Authors offer human induced pluripotent stem cells (IPSCs) as a better alternative. IPSCs are cells that have the potential to become all cell types (pluripotent) – however you have to ‘tease’ them into become a specific cell type (e.g. heart of skeletal muscle).

You can make IPSCs from a patient’s cells (fibroblasts from a skin biopsy are common, but you can also make them from cells in urine!). You can also use IPSCs from a healthy individual and generate a mutation with genome editing (CRISPR/Cas9) – the latter allows better comparison.

These IPSC models differentiated into the heart of skeletal cells can then be used to study pathology (how do they differ from cells making dystrophin) and to discover treatments (do the deficits improve with treatment?). e.g. Duchenne IPSC heart cells improve with beta-blockers.

What the authors do not indicate (and this is the lack of criticism I mentioned in tweet 1) is that these cell models are not models for postnatal heart or skeletal muscle but for fetal heart and skeletal muscle. So that is a limitation.

Secondly, you have only a single cell type and are unable to look at the complete picture, which also involves inflammatory cells, fibroblasts etc. I do not say IPSCs are not useful and cannot provide us with information – however, authors should have outlined limitations.

Often it will still be needed to also test in animal models as there you do see the complete picture in postnatal animals. Next authors go into the potential of artificial intelligence and machine learning. With all the models and all the data accumulating this can help.

One example this can be exploited is by comparing drug profiles with pathology profiles and ‘match’ them. Companies doing this are now established and authors show an example for Duchenne. It contains many known treatments/approaches (good sign), but also some that did not work.

Again authors are not critical and do not go into requirements that are needed for this type of work: it relies on high quality data! There is a lot of data available for Duchenne models, but the quality sadly varies. So one has to check carefully before using a dataset.

This is the famous ‘crap in crap out’ mantra. When using good quality data artificial intelligence can suggest candidate drugs for drug repurposing for Duchenne. However, also here there are things to be aware of: e.g. is the dose needed feasible in Duchenne patients?

Has the drug been tested in children? Are there off target effects that might not be a problem in the disease for which the drug is approved, but which could be a problem in Duchenne (due to the pathology or use of e.g. steroids). Finally, do they add anything on top of steroids?
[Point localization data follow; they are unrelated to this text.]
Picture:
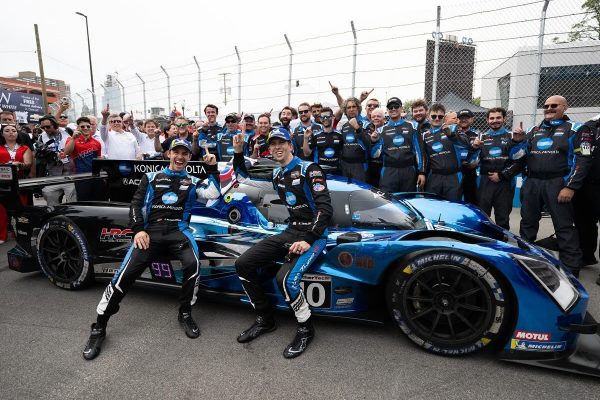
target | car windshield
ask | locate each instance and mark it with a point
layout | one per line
(375, 209)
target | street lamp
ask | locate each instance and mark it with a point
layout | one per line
(90, 56)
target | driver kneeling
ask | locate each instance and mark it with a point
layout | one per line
(159, 216)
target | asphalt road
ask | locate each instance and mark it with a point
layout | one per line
(146, 355)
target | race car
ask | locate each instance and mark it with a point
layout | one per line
(452, 281)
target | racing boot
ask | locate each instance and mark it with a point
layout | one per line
(304, 334)
(189, 325)
(94, 344)
(261, 325)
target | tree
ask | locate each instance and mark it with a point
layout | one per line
(588, 28)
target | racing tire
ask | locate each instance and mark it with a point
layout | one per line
(448, 303)
(63, 254)
(234, 215)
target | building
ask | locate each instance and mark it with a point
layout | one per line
(456, 69)
(571, 70)
(112, 95)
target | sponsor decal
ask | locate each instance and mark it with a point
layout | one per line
(290, 198)
(345, 259)
(544, 144)
(116, 235)
(530, 345)
(495, 152)
(437, 147)
(541, 337)
(398, 140)
(169, 198)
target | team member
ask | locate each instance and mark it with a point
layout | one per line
(306, 127)
(159, 216)
(83, 148)
(496, 183)
(324, 146)
(469, 170)
(401, 148)
(303, 188)
(443, 146)
(557, 154)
The last aspect of the review is multi omics. Omics is the approach of generating a lot of data in an untargeted fashion (so without targeting a specific protein or transcript or gene). However, the data generated varies for proteins, transcripts, metabolites etc.

This makes it difficult to integrate them and compare them, and connect them, while this would be very useful. Authors outline this is challenging and it is, but they do not offer suggestions to solve this, e.g. through statistical modeling.

They also do not mention that the multi omics data should also include functional data in order to correlate and predict. Shoutout to Pietro Spitali and Mirko Signorelli for generating models for this, like this example.

Authors end by stating that a multidisciplinary approach is needed for the multi omics and artificial intelligence. I agree, and George Paliouras and our group are trying to get funding for this type of interdisciplinary work.

All in all the review is nice because it highlights some important topics, but the authors only scratch the surface and mainly highlight opportunities and when they do mention challenges they do not suggest solutions or inroads towards this. So a bit ambiguous.